Briceno R.D., Eberhard W.G., Chinea-Cano E., Wegrzynek D., Dos Santos Rolo T.
in Ethology Ecology and Evolution, 28 (2016) 53-76. DOI:10.1080/03949370.2014.1002114
© 2015 Dipartimento di Biologia, Università di Firenze, Italia. A long-standing question in morphological evolution is why male genitalia tend to diverge more rapidly than other structures. One possible explanation is that male genitalia are under sexual selection to function as internal courtship devices. Males of closely related species may provide divergent stimulation using different genital morphologies and behaviors. Testing this hypothesis has been difficult, however, because the presumed genital courtship behavior is often hidden from view inside the female, and because studies of how the males genitalia interact with those of the female are nearly always limited to a single species in a given group, thus restricting opportunities for comparison of closely related species.
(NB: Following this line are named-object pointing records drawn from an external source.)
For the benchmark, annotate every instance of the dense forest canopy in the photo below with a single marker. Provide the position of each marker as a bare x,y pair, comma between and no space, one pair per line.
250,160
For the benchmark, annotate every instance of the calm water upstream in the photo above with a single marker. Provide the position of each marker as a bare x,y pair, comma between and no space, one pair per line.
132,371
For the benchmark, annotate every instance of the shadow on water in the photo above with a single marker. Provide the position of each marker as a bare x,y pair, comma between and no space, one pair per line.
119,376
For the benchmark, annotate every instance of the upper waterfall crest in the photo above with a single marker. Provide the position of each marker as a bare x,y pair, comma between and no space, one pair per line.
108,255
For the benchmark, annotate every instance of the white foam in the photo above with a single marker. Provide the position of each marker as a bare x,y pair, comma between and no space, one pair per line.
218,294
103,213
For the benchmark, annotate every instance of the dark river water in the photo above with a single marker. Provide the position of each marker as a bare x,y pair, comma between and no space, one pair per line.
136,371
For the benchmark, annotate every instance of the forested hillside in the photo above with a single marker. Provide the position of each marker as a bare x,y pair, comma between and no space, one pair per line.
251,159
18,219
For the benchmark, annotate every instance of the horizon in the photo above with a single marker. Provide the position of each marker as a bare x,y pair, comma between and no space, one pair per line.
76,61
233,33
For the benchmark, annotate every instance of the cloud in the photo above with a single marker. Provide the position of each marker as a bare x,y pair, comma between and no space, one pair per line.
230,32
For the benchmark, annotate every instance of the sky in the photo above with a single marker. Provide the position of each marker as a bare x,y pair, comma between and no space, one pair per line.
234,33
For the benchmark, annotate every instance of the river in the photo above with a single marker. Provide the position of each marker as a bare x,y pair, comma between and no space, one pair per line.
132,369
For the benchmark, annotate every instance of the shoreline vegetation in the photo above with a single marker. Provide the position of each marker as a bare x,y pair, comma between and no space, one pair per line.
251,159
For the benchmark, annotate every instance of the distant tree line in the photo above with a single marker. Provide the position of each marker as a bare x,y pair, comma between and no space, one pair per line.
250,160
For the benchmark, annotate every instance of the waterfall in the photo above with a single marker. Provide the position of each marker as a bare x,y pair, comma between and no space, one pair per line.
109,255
We present new morphological and behavioral data for portions of the male genitalia that are hidden in the female during copulation in five species in the tsetse fly genus Glossina using data from dissections of pairs frozen in copula, artificially stimulated males, and from copulating pairs viewed with a new X-ray technique that allows events inside the female to be recorded in real time. These data almost certainly give only an incomplete view of this complex, previously hidden world. But even so they clearly reveal that, as predicted by sexual selection theory, the male genitalia of Glossina flies perform dramatic, stereotyped, rhythmic movements deep within the females reproductive tract and in inward folds of her external surface, and that many of these movements probably differ among closely related species. Most of the movements are not explicable as means by which the male anchors himself more securely to the female; all are likely to result in stimulation of the female. A female Glossina can be stimulated tactilely at a given moment during copulation at up to 8-10 or more different sites on her body.